SaaS Alerts has introduced a major update to its cybersecurity offerings that has the capability to monitor managed services clients for third-party risk. The company already offers automated software as a service (SaaS) security designed to detect and stop unauthorized activity in core customer SaaS applications such as Microsoft 365 and Google Workspace, among others. Now SaaS Alerts is extending those capabilities beyond the core set of applications that it previously protected to any SaaS business application with a viable application program interface (API).
The new capability is called App Wizard, and it allows managed service providers (MSPs) to request integration for any of their third-party applications so that SaaS Alerts can monitor those applications and ensure their security.
That’s a huge advance at a time when so many companies are concerned about mitigating third-party risk.
MSPs Protecting Clients from Third-Party Risk
SaaS Alerts CEO Jim Lippie told ChannelE2E that MSPs can request such integration for any customer business software. SaaS Alerts will then determine if that software has a viable API. If it does, SaaS Alerts will be able to enable monitoring of that software within 72 hours for the entire SaaS Alerts community of MSPs.
Lippie believes this is a massive opportunity for MSPs because it enables them to protect their clients’ third-party software. For instance, if there’s a platform specific to law firm vertical markets or dental firm vertical markets, those platforms can gain SaaS Alerts cybersecurity monitoring if they have a viable API.
“This is a massive opportunity for MSPs as more software shifts from on-premises to the cloud,” Lippie said. “This is the next frontier.”
Viable API Definition
What does a viable API mean in this case? Lippie said that there are a lot of APIs that are comprehensive and well put together but that are not viable for security monitoring purposes. In this case, viable APIs are ones that provide security log data. This technology will only work with APIs that provide security log data.
In an age when third-party risk is at top of minds for so many businesses, the pressure is on for cloud software vendors to provide APIs that fit this profile.
Industry Petition and Campaign
The pressure is starting with a campaign from SaaS Alerts itself. Lippie said the company is launching an “I want my SaaS Alerts” campaign to encourage the software community to start including security log data in their APIs.
A petition was launched on December 4, and SaaS Alerts is hoping to collect signatures of 2,500 MSPs, representing an estimated 250,000 small businesses. MSPs who would like to support this effort are encouraged to sign the “I want my SaaS alerts” petition here.
SaaS Alerts hopes to collect enough signatures by March 8, the date of the Right of Boom cybersecurity event for MSSPs and MSPs, and then present the petition to some of the world’s leading software companies.
For instance, Intuit’s Quick Books Online is the top application requested for integration with SaaS Alerts, but Intuit does not offer an API that provides security log data, Lippie said. The platform API does not collect data about who is logging in, where they are logging in from, what are they looking at, and what are they taking.
“Those are the four most important things when we are looking at the security behavior associated with an application,” Lippie said.

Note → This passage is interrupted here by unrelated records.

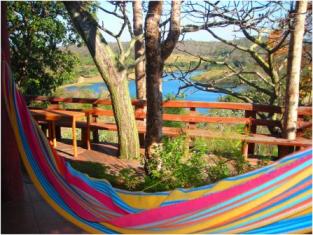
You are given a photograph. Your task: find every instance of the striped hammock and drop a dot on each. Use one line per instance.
(273, 199)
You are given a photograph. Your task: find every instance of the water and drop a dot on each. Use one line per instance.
(169, 87)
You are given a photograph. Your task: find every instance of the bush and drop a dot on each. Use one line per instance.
(173, 165)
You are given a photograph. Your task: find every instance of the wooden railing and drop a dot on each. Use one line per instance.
(249, 118)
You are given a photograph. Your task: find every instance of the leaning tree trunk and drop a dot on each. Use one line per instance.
(156, 54)
(139, 51)
(154, 66)
(293, 71)
(115, 79)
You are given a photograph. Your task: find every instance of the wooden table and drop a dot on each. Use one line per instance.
(51, 118)
(52, 115)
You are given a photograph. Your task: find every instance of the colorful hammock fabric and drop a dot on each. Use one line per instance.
(273, 199)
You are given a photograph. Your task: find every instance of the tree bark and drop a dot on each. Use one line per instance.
(154, 66)
(139, 51)
(293, 71)
(113, 75)
(156, 54)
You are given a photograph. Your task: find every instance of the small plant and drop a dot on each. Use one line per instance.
(129, 178)
(172, 166)
(218, 171)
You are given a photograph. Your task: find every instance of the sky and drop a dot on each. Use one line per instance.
(113, 24)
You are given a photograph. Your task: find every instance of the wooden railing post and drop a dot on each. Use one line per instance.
(56, 105)
(95, 133)
(193, 112)
(250, 129)
(140, 108)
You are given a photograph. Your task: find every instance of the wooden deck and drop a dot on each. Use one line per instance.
(103, 153)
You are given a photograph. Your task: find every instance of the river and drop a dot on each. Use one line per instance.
(169, 87)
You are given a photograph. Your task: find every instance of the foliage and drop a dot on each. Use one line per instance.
(38, 33)
(173, 165)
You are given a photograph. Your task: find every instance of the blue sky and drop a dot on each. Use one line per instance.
(113, 24)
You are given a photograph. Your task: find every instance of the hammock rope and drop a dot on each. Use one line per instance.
(273, 199)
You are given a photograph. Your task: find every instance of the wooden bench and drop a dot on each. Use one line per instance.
(249, 119)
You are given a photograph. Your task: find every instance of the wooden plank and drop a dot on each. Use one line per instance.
(222, 105)
(305, 111)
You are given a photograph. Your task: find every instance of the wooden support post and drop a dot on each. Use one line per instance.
(245, 150)
(84, 136)
(58, 134)
(74, 137)
(95, 133)
(140, 108)
(193, 112)
(250, 129)
(88, 133)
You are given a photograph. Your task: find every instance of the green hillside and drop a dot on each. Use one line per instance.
(181, 58)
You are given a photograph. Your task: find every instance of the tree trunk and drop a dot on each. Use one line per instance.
(154, 68)
(156, 54)
(293, 71)
(139, 51)
(114, 77)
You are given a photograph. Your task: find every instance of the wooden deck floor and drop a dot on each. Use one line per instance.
(103, 153)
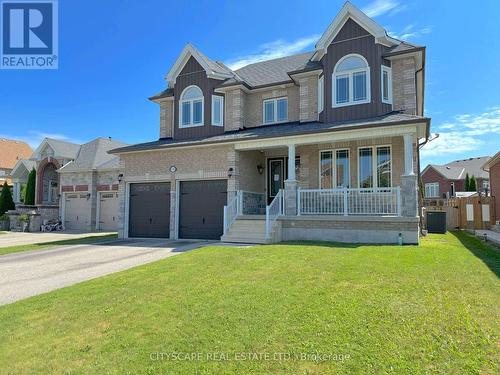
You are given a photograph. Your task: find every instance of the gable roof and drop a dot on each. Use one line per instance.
(22, 166)
(458, 169)
(213, 69)
(350, 11)
(491, 162)
(94, 156)
(11, 151)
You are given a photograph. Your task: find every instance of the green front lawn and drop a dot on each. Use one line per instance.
(52, 244)
(382, 309)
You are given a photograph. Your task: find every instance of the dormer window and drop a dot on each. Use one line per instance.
(191, 107)
(351, 81)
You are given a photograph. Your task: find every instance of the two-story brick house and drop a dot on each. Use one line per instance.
(321, 145)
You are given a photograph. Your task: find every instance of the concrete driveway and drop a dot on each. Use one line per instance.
(20, 238)
(29, 273)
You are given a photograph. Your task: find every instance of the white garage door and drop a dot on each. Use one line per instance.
(76, 212)
(108, 212)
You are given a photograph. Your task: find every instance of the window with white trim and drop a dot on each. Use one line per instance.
(191, 107)
(386, 84)
(217, 110)
(374, 167)
(321, 94)
(275, 110)
(351, 81)
(334, 169)
(432, 190)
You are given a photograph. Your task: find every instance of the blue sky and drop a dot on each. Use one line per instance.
(114, 54)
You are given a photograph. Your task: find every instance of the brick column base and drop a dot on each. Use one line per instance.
(409, 196)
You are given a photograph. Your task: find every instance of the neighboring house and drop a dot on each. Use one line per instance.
(85, 176)
(89, 187)
(492, 166)
(321, 145)
(11, 151)
(444, 181)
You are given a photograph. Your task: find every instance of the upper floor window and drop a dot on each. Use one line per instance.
(275, 110)
(432, 190)
(217, 110)
(191, 107)
(321, 93)
(386, 84)
(351, 81)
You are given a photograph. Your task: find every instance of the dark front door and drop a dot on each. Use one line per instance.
(276, 175)
(201, 209)
(149, 210)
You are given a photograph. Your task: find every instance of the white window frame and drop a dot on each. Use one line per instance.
(334, 166)
(374, 166)
(275, 104)
(350, 74)
(321, 94)
(429, 186)
(388, 70)
(221, 105)
(181, 102)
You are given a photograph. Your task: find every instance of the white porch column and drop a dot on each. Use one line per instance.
(409, 192)
(408, 151)
(291, 184)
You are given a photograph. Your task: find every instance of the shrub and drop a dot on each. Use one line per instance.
(6, 201)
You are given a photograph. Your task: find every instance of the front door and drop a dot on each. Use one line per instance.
(276, 175)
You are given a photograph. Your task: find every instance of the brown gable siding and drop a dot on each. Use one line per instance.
(352, 38)
(193, 74)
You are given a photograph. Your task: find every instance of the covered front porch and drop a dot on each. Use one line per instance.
(354, 190)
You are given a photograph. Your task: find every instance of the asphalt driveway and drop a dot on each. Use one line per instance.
(29, 273)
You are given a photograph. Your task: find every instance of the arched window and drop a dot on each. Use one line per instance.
(351, 81)
(191, 107)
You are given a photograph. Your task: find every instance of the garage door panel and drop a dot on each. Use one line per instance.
(201, 209)
(108, 211)
(149, 210)
(76, 212)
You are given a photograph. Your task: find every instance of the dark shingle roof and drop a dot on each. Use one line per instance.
(273, 71)
(278, 130)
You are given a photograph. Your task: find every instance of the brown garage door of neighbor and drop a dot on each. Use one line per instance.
(201, 209)
(149, 210)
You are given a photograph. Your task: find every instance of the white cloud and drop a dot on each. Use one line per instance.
(409, 32)
(273, 50)
(461, 134)
(34, 138)
(379, 7)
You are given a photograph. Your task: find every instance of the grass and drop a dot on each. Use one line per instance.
(52, 244)
(385, 309)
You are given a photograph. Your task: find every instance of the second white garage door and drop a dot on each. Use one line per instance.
(76, 212)
(108, 212)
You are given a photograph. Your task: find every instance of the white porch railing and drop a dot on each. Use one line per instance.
(273, 211)
(342, 201)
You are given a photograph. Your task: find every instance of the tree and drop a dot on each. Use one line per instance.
(472, 184)
(29, 197)
(6, 201)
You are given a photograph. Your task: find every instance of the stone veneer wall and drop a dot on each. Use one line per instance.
(403, 85)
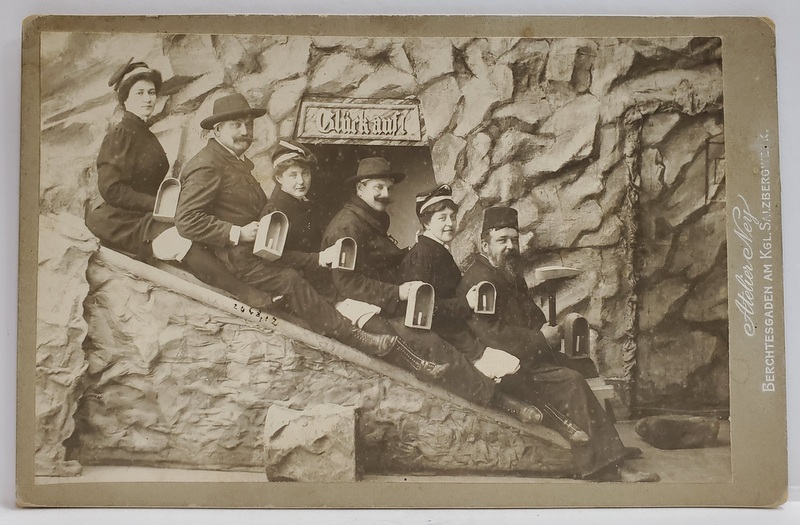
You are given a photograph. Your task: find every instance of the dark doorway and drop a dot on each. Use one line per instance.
(337, 162)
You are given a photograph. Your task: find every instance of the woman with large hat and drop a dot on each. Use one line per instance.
(131, 165)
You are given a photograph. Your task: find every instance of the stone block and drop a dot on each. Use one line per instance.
(192, 387)
(572, 128)
(288, 59)
(478, 160)
(691, 92)
(317, 444)
(701, 244)
(445, 153)
(659, 299)
(285, 98)
(487, 85)
(339, 73)
(517, 145)
(193, 56)
(656, 126)
(530, 112)
(613, 61)
(65, 246)
(387, 82)
(438, 103)
(708, 298)
(675, 432)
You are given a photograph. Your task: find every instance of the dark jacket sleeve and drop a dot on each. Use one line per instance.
(521, 342)
(114, 171)
(200, 187)
(417, 265)
(356, 285)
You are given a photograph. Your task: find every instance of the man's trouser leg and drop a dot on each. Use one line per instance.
(567, 391)
(461, 377)
(301, 298)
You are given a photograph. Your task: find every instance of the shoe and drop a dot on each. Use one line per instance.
(522, 411)
(424, 369)
(372, 344)
(632, 453)
(631, 475)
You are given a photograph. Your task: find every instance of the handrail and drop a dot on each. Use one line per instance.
(215, 299)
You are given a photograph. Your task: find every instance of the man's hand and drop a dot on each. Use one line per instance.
(553, 334)
(405, 289)
(328, 256)
(496, 364)
(249, 232)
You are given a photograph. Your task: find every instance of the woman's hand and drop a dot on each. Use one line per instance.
(249, 232)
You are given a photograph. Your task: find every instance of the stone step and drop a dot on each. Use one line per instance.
(182, 376)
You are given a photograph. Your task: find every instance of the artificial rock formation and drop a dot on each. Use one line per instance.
(318, 444)
(174, 382)
(673, 432)
(65, 246)
(601, 144)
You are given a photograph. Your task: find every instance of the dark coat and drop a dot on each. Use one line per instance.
(218, 191)
(515, 326)
(431, 262)
(376, 277)
(130, 167)
(305, 225)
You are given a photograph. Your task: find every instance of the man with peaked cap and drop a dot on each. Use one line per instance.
(518, 327)
(292, 168)
(375, 297)
(220, 205)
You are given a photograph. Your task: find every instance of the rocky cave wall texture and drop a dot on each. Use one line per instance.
(601, 144)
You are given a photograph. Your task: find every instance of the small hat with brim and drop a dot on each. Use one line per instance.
(131, 71)
(230, 107)
(499, 217)
(375, 168)
(427, 199)
(290, 151)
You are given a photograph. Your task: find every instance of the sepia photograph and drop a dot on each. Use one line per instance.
(392, 259)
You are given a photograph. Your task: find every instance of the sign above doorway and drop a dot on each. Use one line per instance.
(325, 120)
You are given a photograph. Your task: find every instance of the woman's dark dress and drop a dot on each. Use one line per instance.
(130, 167)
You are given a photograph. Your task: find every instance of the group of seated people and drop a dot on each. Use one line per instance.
(504, 359)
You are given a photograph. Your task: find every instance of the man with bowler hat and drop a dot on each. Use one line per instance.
(518, 327)
(220, 204)
(376, 283)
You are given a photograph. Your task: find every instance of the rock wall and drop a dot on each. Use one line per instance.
(574, 133)
(171, 381)
(65, 246)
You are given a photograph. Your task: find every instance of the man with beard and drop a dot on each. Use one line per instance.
(376, 297)
(220, 204)
(518, 327)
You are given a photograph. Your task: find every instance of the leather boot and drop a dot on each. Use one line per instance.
(426, 369)
(566, 427)
(522, 411)
(371, 344)
(206, 267)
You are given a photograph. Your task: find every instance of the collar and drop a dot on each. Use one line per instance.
(285, 198)
(226, 148)
(432, 237)
(134, 119)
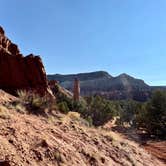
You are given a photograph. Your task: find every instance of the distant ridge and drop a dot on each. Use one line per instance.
(102, 83)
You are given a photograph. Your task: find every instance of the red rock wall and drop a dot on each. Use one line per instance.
(18, 72)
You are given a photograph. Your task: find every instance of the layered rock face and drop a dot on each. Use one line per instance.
(18, 72)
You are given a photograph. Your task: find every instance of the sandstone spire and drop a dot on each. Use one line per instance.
(76, 90)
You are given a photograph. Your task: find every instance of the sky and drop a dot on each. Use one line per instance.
(75, 36)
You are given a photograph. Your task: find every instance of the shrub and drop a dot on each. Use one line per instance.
(63, 107)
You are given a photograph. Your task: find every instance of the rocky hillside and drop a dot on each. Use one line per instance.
(120, 87)
(18, 72)
(56, 139)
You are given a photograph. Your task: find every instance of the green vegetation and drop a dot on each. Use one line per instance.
(149, 116)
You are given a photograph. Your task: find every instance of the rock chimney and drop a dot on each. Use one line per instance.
(76, 90)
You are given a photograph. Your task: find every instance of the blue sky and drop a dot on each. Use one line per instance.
(72, 36)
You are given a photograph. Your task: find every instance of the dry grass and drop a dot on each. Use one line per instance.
(4, 114)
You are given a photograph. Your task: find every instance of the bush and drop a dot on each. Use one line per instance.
(153, 116)
(63, 107)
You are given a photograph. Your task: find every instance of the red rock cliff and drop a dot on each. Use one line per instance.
(18, 72)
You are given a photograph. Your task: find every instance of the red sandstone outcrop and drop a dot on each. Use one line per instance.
(76, 90)
(18, 72)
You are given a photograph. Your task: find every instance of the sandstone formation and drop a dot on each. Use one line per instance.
(76, 90)
(18, 72)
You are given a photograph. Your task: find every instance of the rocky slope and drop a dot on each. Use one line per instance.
(58, 139)
(19, 72)
(120, 87)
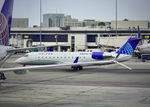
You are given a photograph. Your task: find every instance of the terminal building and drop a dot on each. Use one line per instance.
(78, 38)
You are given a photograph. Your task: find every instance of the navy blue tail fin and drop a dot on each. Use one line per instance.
(129, 47)
(5, 21)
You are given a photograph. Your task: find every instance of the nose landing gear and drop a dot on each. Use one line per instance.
(75, 68)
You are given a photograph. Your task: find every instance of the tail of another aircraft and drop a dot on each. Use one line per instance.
(5, 22)
(129, 47)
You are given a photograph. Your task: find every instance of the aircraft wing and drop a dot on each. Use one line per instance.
(59, 65)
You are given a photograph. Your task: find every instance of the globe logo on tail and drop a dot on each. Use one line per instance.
(4, 31)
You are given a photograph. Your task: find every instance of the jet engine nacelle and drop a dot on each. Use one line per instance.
(97, 55)
(101, 55)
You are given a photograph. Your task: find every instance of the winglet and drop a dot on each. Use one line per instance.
(76, 60)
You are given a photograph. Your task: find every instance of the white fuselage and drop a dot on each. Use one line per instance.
(43, 58)
(144, 49)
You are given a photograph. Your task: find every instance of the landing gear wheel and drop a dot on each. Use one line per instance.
(2, 76)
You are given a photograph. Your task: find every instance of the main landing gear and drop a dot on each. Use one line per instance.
(75, 68)
(2, 76)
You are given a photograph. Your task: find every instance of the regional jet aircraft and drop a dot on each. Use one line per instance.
(55, 59)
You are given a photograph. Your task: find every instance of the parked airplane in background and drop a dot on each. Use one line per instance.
(144, 49)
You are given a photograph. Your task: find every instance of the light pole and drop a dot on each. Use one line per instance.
(40, 22)
(116, 19)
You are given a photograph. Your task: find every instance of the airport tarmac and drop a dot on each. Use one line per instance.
(95, 86)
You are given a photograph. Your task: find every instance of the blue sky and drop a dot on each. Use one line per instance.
(103, 10)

“We want the help of the entire MSP community to help us bring awareness to this issue,” Lippie said. “There’s a lot of really great applications out there that don’t have the security log data available in them.”
API Standards
Lippie said that there’s no API standard out there today that applies to providing security log data in the actual API. But many software companies, particularly big ones, provide security log data already in their APIs. Those include Microsoft 365, Google Workspace, Salesforce, Dropbox, and Slack.
Early on, Lippie said, SaaS Alerts decided it wanted to monitor security log data in the top platform category used by every MSP out there -- RMM software (remote monitoring and management).
“But when we looked at the APIs of some of those applications, the information wasn’t there for us,” Lippie said. To remedy the situation, SaaS Alerts worked with the major players including ConnectWise, Kaseya, and N-able. They also worked with Syncro and Ninja.
“Now we have all that information available to us so that we can monitor those applciations on behalf the community,” Lippie said. “Our hope is that by creating awareness around this issue, we can influence other leading software companies to incorporate this information so we make the entire industry and community stronger.”